Agreed: If a student doesn’t know a due date, that’s a failure on the part of the student. It’s a failure because that student should have e-mailed the professor and asked. If a student can’t find the syllabus, or isn’t sure that the date hasn’t been changed, that I can understand. But if the student then doesn’t proceed to ask to be sure, well, then, I have little sympathy.

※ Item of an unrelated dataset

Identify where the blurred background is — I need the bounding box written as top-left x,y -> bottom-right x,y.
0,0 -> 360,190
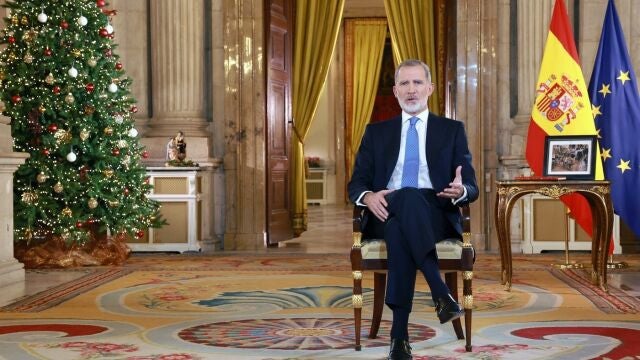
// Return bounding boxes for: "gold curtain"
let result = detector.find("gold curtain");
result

Lotta cockneys in Bozeman these days…

Yes. Syllabi change over the course of the semester. Most profs keep reasonably close to it but there are a lot of reasons for due dates to be moved. For example, if the prof has missed a few days of class, it’s reasonable to assume a due date will be pushed back. It’s up to the students to show the initiative to ask.

Robin

I teach high school and I give out my email address to students and parents, along with my cell phone number. It greatly facillitates communication between my self and students and parents and really helps when teaching then kids that their learning is their responsibility (which is really about 40% of what I teach, subject matter be damned). When Little Johnny is like “I had to ______________, I didn’t understand ____________” or “I didn’t know ____________”, I can say “Well, why didn’t you ask me after class? Or email? Or call? Or text? Or post a query on the class message board?” They have too learn to see that when they hit a problem, it doesn’t mean “Oh wow, decent excuse! I can quit!”: it means you solve the problem.

All that aside, one of the advantages of teaching high school is that the atmosphere is more adult/child, so I can reprimand them (usually amusingly, though my sarcasm can be pretty biting when I know my audience is the sort to respond well to that) for sloppy punctuation and such. They don’t send me crappy emails more than a couple times.

“The least powerful person always writes back” might not be the most tactful way to word it, but it is concise. . .and it is true.

People complain about not learning useful job-skills in college. This article is full of them. You can start learning in college that there are people in positions of power and people in positions with no power. That’s the way it fucking works.

When in doubt, you don’t email your superiors with bullshit requests that you should figure out on your own. I have superiors and inferiors here. A guy working under me should not fill up my email in-box with turd that he shouldn’t be bothering me with.

If he does, it reflects poorly on him. And it’s on him to figure out what I consider bullshit.

Similarly, you don’t fill up your client’s inboxes with bull crap.

When I email my boss, “I need to take the 24th off for an appointment. Let me know if this is a problem, so I can reschedule,” I don’t expect an email back from him.

When he emails me, “Can you come by the office at 2:00 this afternoon?” I respond, “Yes, I’ll be there at 2:00.”

These rules aren’t carved in stone, but when you start out at a job, you’re less likely to make a mistake doing it the way I’m talking about here. The people who grew up in email generation need to realize they’re dealing with people who didn’t – who still treat email as a form of useful correspondance and not a form of instant messaging. You don’t write your professor, “i got class sorry”.

It’s a terrible question.

If I was the teacher I’d have had to restrain myself from writing, “I’m not your mom. Buy whatever the fuck you want.”

A somewhat reasonable question is “will there be a lot of pre-printed handouts in this class?” but that’s not what this college freshman with no experience buying school supplies was asking.

It’s the difference between asking “will lunch be served?” and “should I make a ham or turkey sandwich?”

Besides, even if there are going to be a lot of handouts, students differ on the best way to organize that. There’s no way the teacher can answer that question.